UNDP initiated a three-month project under the Employment Generation for Early Recovery (EGER) in Beled Hawo and Elwak District in the Gedo region. The project focused on the construction of two flood control dykes on the Buray stream near Khadijo Haji village.
Khadijo Haji village lies about 3km west of the border of Kenya and Somalia and 40km south of Beled-Hawo town.
The construction of the two dykes on the Buray stream has transformed Khadijo Haji village. The dykes have effectively controlled flooding and thereby contributed to increased food production for the pastoral and agro-pastoral communities in the hinterland of the Gedo Region.
The Employment Generation for Early Recovery Project also rehabilitated a road at a crossing point at Farwaley village on the Buray stream and rehabilitated two earth pans at Likoley and Nusdariiq villages in Elwak district. The project provided employment to 1,794 IDPs and poor households living in the four targeted villages (Khadija Haji, Toga Farwale, Nusdariiq, and Likooley).

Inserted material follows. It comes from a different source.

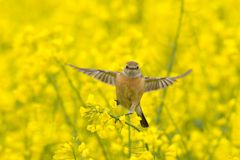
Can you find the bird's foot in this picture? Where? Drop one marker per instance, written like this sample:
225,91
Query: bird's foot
117,102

It employed 1120 unskilled labourers that were grouped into two with 560 persons in each group who worked for 24 and 28 days respectively. In addition, it created employment for 10 masons and 56 foremen from the local communities. On the long term, there was the emergence of semi-permanent structures now used for petty trading, which in turn has encouraged farming and reduced migration of communities and livestock. The project activities provided a platform for raising awareness on pertinent issues in the community such as peace building, personal hygiene, HIV/AIDS, and environmental protection.
Up along the Buray stream is a place called Jinni Kalax Darsa. Beyond the Jinni Kalax Darsay, the community identified two locations for construction of dykes to help retain more water for drinking, pasture and farming. The dykes have reduced water movement in the stream during the rainy season, raised level of water, and allowed water to spread to the outlying rain-fed farms and grazing pastures.
The construction of the dykes created employment for 180 labourers. They were engaged for a period of 52 days undertaking various tasks such as collection of stones, digging, filling the gabion boxes and backfilling of excavated material. The workers supported their families with income generated from this project. Locals, particularly women IDPs setup food kiosks targeting the laborers and the community. These small businesses are sustained by improved income from flood-irrigated farming.
The dykes have caused retention richer minerals-laden soils, making the area suitable for growing a variety of crops, hence improvement in food security. Areas that have not been farmed for almost 20 years are now under cultivation. During the rainy season this year, 1200 hectares of land was irrigated by the flash floods.
A majority of residents farm maize, cowpeas, simsim, watermelon and sorghum. An average farm per household is between 1.2 ha and 3.5 ha. They harvest between 7 and 35 bags of maize with cowpeas, simsim or watermelon, enough to feed the household and sell in the market.
Grazing pastures that have grown in the flooded Buray area have lasted longer leading to the return of migrated livestock. Environmental degradation and insufficient water in the area has always resulted in migration of livestock by pastoralists. A large number of pastoralists are now leading sedentary settled lives. They are slowly turning into agro-pastoralists.
EGER project has a positive effect on Khadijo Haji village. The community is currently creating structures for lasting peace and governance. The village is currently attracting major business enterprises such as Hormuud Telecom. Hormuud has already installed a communications tower in the village to provide phone services to the residents of Khadijo Haji.
The UNDP’s Employment Generation for Early Recovery Project seeks to create income and jobs for vulnerable groups such as women, youth, and IDPs and their host communities in South Central Somalia.